Samsung’s Gear VR for Galaxy S6 is out today for $199
If you just got yourself a Samsung Galaxy S6 (or its curvier sibling, the S6 Edge) and you happen to be a fan of VR, well good news: the latest Gear VR for the Galaxy S6 is now officially on sale. It’s still in limited rollout but it should be in your local Best Buy starting today for around $199, with availability expanding quickly to even more places. Introduced at Mobile World Congress in Barcelona, the new headset is not only designed for Samsung’s new phones, but also features a number of improvements over the original Gear VR for the Note 4. We had a chance to take a brief spin with the new hardware a few days ago, tried out a few new made-for-VR games and also talked to Max Cohen, VP of mobile at Oculus, for more on Gear VR’s future.

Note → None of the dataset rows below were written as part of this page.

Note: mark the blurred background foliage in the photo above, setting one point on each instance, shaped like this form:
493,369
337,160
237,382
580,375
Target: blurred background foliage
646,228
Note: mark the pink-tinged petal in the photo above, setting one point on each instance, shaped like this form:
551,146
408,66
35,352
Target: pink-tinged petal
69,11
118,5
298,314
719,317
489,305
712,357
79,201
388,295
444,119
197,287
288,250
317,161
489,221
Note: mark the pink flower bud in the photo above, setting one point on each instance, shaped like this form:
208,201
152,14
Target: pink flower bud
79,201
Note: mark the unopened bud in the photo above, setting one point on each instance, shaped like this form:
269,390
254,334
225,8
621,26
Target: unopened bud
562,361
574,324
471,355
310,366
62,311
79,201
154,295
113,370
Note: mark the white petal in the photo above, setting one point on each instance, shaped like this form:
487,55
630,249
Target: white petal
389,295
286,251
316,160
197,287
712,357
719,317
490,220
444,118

Not much has changed with the Gear VR from our hands-on in March, but we’ll offer a brief recap of the hardware anyway. In comparison with the original, the new headset is definitely smaller and lighter, which befits the S6’s more petite stature. The straps have also been redesigned for better weight balance and there’s now additional padding on the rear strap for a slightly more comfortable fit. And unlike the original, the new headgear has a USB port so you can charge the S6 while it’s nestled in. The focus ring adjustment now goes further in both directions plus there’s mechanical fan to cool you down. From my experience wearing the device, I can also say the picture quality is excellent — really sharp images with hardly any screendoor effect at all.
Now on to the game demos. Cohen had me try out three new made-for-VR games that he thought would best represent the range of VR games that are now available for the Gear VR — remember that you can now purchase and download these games from a paid app store. The first is a unique party game called Keep Talking and No One Explodes developed by Steel Crate Games. The person who’s wearing the headset would be tasked with diffusing a bomb, while other people in the same room would instruct them on how to do so by using an instruction manual.
I played a brief stint of the game with a couple of colleagues at our San Francisco office, and it was a lot of fun, albeit stressful. I had to describe what I saw in each bomb module and then my co-workers would reference a rather thick user manual, ask me questions and talk me through what I needed to do while the clock was ticking. It reminded me a lot of Spaceteam or other collaborative games where players had to help each other, except in this case, I was the only one at the controls. Cohen says that this is a good example of a game that wouldn’t work too well outside of VR, since it would spoil the fun if everyone else could see what you’re seeing.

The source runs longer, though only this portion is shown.